Zwiedzanie muzeum rozpoczęłam od sesji zdjęciowej gigantycznej  opuncji, a następnie eukaliptusów – pięknie kwitnących na żółto. Sam teren muzeum nieco rozczarowuje, mieliśmy wrażenie, że można było całość pokazać atrakcyjniej, np. budując makiety jak mogły wyglądać budynki, których zachowane fragmenty oglądaliśmy. Brakowało nam też opisów tego co widzimy. Znacznie ciekawsze są sale wystawowe, w których prezentowane są dawne przedmioty odnalezione w czasie prac wykopaliskowych. Podczas zwiedzania ekspozycji podziwialiśmy kunszt rzeźbiarza, który 4-5 wieków przed naszą erą z niezwykłą precyzją wykuwał w kamieniu sentencje poetów. Zachwyt budziły też przedmioty codziennego użytku – misy, wazy, dzbanki, ozdoby. Ciekawym obiektem jest gliniana wanna – zdecydowanie zbyt krótka by współcześnie można się było w niej wygodnie wykąpać, której powstanie datowane jest na późną epokę miedzi (poprzedzającą epokę brązu). Mieliśmy niemiłe uczucie, że nasi przodkowie w tym czasie odziewali się w skóry i daleko było jeszcze do skodyfikowania naszego języka i korzystania z wanny. W niewielkiej sali telewizyjnej wyświetlany jest film o historii miejsca, a miły chłód panujący wewnątrz zachęca do pozostania tam nieco dłużej. 

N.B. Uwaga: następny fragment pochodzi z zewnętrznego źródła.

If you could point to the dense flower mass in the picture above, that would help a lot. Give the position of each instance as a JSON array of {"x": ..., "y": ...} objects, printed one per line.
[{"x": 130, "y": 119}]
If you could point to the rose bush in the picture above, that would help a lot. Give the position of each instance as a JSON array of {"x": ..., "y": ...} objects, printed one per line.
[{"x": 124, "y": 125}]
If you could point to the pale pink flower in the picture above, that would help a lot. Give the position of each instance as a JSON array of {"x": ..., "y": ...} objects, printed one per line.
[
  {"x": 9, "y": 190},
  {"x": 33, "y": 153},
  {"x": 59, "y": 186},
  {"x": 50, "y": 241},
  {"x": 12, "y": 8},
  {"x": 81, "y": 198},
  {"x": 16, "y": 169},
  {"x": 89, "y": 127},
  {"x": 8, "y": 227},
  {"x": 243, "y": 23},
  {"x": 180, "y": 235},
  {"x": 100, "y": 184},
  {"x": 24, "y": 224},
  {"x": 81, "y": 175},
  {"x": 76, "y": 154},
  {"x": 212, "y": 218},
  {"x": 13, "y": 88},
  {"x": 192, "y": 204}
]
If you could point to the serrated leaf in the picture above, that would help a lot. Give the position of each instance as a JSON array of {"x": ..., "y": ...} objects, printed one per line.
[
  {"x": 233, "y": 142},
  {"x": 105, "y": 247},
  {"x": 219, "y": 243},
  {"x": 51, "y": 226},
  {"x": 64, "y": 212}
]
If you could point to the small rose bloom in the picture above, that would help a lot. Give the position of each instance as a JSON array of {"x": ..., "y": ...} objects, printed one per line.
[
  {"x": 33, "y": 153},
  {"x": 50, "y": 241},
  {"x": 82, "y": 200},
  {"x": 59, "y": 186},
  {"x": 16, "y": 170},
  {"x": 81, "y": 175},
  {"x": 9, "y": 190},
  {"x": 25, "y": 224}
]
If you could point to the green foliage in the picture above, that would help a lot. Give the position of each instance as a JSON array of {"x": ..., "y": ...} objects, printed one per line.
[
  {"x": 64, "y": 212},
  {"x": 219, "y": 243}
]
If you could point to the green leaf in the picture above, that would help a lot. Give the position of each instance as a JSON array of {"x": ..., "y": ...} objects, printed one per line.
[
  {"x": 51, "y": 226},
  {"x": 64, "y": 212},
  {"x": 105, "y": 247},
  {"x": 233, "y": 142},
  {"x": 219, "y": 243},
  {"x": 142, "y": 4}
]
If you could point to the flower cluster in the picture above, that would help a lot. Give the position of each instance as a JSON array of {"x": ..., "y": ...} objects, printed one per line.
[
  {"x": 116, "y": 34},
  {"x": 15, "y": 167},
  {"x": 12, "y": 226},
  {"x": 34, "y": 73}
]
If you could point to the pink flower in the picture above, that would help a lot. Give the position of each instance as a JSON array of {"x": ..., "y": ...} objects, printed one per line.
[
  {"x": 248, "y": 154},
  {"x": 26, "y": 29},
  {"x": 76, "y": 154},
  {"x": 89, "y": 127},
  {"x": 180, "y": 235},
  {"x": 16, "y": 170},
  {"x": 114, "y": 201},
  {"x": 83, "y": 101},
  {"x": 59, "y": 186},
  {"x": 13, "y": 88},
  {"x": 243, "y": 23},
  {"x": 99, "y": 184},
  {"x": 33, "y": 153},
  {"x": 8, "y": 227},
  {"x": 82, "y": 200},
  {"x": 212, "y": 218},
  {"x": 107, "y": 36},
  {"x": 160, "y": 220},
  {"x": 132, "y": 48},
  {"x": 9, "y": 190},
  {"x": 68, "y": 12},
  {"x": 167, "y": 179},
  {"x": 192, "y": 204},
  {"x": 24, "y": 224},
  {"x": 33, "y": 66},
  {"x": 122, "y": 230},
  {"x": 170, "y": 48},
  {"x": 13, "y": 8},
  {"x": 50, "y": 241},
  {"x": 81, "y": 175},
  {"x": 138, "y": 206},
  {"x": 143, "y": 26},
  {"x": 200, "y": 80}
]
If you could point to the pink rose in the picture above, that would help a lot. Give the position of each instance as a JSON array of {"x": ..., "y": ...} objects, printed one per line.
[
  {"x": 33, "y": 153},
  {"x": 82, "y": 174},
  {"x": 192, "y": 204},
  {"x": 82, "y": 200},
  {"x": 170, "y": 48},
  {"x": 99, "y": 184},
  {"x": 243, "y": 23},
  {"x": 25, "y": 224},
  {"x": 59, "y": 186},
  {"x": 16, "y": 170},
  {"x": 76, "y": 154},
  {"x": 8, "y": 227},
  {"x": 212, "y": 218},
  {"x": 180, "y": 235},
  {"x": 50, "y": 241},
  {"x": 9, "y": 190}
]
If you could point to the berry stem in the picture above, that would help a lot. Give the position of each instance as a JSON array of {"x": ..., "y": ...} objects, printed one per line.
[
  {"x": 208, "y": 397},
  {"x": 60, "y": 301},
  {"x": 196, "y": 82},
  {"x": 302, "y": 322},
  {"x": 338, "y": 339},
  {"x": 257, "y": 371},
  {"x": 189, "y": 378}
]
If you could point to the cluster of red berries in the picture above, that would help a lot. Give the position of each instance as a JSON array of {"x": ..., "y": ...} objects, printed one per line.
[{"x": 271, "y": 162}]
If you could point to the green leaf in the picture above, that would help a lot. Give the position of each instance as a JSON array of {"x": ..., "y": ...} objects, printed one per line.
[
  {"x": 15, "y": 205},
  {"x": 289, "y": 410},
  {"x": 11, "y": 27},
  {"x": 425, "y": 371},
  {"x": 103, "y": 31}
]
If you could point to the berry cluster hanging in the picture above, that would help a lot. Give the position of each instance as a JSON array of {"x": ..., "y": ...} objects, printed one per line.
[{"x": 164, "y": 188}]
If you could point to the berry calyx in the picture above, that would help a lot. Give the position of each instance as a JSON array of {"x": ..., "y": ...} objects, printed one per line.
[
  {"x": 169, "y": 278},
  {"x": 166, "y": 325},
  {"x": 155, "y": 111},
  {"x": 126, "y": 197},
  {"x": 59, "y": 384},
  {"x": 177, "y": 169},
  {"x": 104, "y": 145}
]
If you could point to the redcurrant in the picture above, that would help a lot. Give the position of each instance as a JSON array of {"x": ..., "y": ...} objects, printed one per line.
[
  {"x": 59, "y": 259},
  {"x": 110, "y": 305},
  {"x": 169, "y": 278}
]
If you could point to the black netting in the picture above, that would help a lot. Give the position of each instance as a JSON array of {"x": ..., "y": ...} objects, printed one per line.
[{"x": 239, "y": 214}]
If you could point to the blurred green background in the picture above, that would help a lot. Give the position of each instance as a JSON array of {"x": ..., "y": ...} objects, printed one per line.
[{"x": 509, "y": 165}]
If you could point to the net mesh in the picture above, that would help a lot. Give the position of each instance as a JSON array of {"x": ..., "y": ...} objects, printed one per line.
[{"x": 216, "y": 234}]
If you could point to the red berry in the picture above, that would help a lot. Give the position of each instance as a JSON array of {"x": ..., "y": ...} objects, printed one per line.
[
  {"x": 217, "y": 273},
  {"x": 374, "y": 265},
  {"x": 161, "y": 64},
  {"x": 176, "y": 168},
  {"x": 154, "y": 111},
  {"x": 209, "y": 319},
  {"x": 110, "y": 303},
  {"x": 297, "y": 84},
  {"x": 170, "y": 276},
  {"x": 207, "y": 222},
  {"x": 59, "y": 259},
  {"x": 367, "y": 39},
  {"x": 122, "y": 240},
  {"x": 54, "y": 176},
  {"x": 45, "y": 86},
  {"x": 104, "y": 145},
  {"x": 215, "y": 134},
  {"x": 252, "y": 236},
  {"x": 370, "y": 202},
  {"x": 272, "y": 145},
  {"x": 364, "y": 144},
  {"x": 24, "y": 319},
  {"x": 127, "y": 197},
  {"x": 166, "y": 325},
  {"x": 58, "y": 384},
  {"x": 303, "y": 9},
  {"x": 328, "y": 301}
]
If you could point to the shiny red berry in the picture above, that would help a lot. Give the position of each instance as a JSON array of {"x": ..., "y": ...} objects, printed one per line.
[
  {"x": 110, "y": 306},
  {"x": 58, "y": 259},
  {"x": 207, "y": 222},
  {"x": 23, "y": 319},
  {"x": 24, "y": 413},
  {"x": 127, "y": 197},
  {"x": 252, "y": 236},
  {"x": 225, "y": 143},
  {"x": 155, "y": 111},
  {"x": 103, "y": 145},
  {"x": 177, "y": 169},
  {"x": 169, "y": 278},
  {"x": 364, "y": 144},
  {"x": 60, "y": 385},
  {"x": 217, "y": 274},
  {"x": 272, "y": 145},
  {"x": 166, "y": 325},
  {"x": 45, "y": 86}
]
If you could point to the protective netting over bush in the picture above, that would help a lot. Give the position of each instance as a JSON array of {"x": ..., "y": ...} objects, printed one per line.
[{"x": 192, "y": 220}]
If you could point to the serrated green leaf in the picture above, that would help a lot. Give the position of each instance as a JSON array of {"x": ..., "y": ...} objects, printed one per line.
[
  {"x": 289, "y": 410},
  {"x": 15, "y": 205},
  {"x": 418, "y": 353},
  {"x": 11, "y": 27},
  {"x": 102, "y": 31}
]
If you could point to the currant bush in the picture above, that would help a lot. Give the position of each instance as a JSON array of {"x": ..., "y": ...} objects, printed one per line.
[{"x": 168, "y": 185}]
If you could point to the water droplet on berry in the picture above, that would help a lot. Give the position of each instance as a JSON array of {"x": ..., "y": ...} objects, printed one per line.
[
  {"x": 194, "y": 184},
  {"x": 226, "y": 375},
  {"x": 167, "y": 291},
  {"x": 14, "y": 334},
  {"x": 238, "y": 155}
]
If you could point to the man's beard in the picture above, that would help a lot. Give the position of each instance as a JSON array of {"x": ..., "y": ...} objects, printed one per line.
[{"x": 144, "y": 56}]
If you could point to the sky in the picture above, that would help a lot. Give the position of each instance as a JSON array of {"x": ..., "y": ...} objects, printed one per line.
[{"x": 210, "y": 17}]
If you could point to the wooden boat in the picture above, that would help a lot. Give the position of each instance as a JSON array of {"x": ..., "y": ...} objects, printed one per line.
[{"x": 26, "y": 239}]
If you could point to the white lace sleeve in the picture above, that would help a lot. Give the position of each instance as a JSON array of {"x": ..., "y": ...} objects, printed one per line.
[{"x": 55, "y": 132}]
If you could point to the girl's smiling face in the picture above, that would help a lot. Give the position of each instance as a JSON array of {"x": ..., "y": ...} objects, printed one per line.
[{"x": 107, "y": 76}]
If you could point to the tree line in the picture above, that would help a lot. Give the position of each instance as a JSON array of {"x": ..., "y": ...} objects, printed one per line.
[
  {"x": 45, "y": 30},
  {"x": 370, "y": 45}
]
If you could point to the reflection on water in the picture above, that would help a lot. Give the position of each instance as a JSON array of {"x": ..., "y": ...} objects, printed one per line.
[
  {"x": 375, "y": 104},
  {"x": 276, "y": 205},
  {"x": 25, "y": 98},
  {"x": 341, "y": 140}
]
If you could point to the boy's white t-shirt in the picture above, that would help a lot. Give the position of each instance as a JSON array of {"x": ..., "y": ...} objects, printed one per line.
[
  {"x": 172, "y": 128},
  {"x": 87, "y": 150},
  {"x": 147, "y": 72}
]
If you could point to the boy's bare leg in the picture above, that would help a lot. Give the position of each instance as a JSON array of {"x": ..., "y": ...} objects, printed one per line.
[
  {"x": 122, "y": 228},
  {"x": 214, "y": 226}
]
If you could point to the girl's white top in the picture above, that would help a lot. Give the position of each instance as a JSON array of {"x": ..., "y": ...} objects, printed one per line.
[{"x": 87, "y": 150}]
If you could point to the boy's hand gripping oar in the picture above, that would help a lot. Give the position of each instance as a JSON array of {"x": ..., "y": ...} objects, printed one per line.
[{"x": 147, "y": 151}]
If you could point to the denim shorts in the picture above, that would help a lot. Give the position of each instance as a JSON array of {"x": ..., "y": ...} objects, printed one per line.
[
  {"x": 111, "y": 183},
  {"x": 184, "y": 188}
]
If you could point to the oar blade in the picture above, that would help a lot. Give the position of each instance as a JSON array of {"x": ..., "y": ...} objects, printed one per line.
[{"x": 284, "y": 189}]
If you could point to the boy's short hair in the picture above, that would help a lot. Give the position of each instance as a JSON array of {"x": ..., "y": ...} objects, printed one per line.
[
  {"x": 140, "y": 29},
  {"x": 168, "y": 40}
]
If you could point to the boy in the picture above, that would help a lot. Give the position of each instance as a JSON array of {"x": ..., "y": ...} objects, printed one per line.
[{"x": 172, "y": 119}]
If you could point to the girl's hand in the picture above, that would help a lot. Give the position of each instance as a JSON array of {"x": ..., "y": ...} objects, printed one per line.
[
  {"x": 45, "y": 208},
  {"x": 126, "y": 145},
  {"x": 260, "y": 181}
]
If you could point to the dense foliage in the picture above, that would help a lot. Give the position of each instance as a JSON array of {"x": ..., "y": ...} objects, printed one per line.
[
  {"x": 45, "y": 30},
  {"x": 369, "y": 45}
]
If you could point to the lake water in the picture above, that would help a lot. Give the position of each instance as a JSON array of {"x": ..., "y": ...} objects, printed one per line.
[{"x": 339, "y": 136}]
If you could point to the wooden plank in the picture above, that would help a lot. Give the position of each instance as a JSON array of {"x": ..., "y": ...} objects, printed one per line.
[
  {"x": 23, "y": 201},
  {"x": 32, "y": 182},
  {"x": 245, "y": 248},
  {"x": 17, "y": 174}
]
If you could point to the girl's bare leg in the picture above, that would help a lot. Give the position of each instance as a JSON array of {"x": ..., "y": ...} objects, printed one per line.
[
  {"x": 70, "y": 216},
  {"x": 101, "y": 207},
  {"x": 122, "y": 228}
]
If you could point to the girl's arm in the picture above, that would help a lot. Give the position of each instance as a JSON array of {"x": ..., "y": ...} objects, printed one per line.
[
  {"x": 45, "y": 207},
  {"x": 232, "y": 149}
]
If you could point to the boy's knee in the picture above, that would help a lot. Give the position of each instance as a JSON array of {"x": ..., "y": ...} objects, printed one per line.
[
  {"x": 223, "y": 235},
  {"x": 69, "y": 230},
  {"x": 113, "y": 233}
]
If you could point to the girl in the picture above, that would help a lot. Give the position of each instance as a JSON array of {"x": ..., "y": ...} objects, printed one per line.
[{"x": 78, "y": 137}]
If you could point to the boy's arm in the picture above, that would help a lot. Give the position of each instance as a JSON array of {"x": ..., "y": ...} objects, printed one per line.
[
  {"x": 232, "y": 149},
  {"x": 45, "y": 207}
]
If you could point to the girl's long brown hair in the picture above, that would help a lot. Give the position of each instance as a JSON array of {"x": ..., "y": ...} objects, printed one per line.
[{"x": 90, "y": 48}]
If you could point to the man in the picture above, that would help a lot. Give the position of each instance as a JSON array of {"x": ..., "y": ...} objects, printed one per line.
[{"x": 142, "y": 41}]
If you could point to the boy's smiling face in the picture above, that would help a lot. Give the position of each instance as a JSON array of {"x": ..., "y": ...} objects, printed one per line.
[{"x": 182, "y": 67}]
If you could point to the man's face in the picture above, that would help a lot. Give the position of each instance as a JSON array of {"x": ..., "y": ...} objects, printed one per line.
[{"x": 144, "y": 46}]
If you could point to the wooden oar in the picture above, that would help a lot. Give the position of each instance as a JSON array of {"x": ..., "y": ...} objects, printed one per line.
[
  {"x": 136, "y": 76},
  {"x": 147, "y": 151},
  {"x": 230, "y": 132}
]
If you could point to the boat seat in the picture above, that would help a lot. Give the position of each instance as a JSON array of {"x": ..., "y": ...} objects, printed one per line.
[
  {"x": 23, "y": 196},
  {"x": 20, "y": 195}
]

Po spacerze i ok. 25 przejechanych kilometrach trochę zgłodnieliśmy. Kouklia to miejsce klimatyczne, w którym można poczuć ducha wyspy, który ma czas, nigdzie się nie spieszy, jest przyjaźnie nastawiony do życia, ludzi i zwierząt (szczególnie tych, wymienionych w restauracyjnych menu). Przy skrzyżowaniu głównych dróg jest kilka niewielkich tawern ze stolikami wystawionymi na zewnątrz lub skrytymi w cieniu werandy, ze starszymi mężczyznami leniwie grającymi w tradycyjne gry. Nikt się nie spieszy, kierowcy przejeżdżający samochodami głośno i radośnie pozdrawiają znajomych siedzących przy stolikach. Wakacje każdego dnia.
Po posiłku (wybornym panierowanym bakłażanie) ruszyliśmy dalej. Jak było pod górę, tak musi też być w dół, więc zgodnie z tą zasadą ruszyliśmy „z górki na pazurki” - szybki i intensywny zjazd, przerwany jedynie krótką wizytą na wiejskim cmentarzu, doprowadził nas z powrotem do drogi B6 biegnącej w kierunku Limassol i do celu naszej podróży. Po niedługiej jeździe szosą, wypatrzyliśmy znak „Petra Tou Romiou – nature trail” – szlak pieszo-rowerowy wytyczony na terenie Leśnego Parku Narodowego Petra Tou Romiou.
Zjechaliśmy na cudowną, gruntową ścieżkę, biegnącą na krawędzi urwiska, prowadzącą w górę i w dół, po kamieniach i po nieco bardziej wyrównanej nawierzchni – coś fantastycznego! A do tego widoki zapierające dech w piersiach! Migocząca w promieniach zachodzącego słońca woda, soczysta zieleń w dolinach, skały wyrastające z morza – można tak bez końca. A do tego trochę rowerowego wysiłku, przy lepszej lub gorszej współpracy sprzętu (przerzutki w moim bicyklu odmawiały posłuszeństwa, a hamulce zgrzytały jakby już zdążyły zapomnieć o czymś takim jak klocki hamulcowe). Warto było porzucić nudę i komfort oferowane przez asfalt. W końcu zdecydowaliśmy się zawrócić w kierunku domu nie dojechawszy do słynnej skały – nie wiedzieliśmy ile jeszcze drogi przed nami, słońce chyliło się ku morzu, by schować się w jego odmętach, a do domu mieliśmy ok 30 km jazdy (po lewej stronie drogi...). Aż żal było opuszczać tę piękną, malowniczą ścieżkę, która jednak nie doprowadziła nas do miejsca narodzin bogini (później przeczytaliśmy, że łatwo jest przeoczyć dojście do skał). Po drodze minęliśmy miejsce przygotowane dla turystów – z parkingiem, zacienionymi stolikami, fontanną z pitną wodą i … ścieżką prowadzącą na dół, na plażę u podnóża góry Afrodyty. Widzieliśmy ścieżkę, wiedzieliśmy plażę, ale nie dostrzegliśmy skały, którą oglądaliśmy wcześniej na zdjęciach, więc pojechaliśmy dalej.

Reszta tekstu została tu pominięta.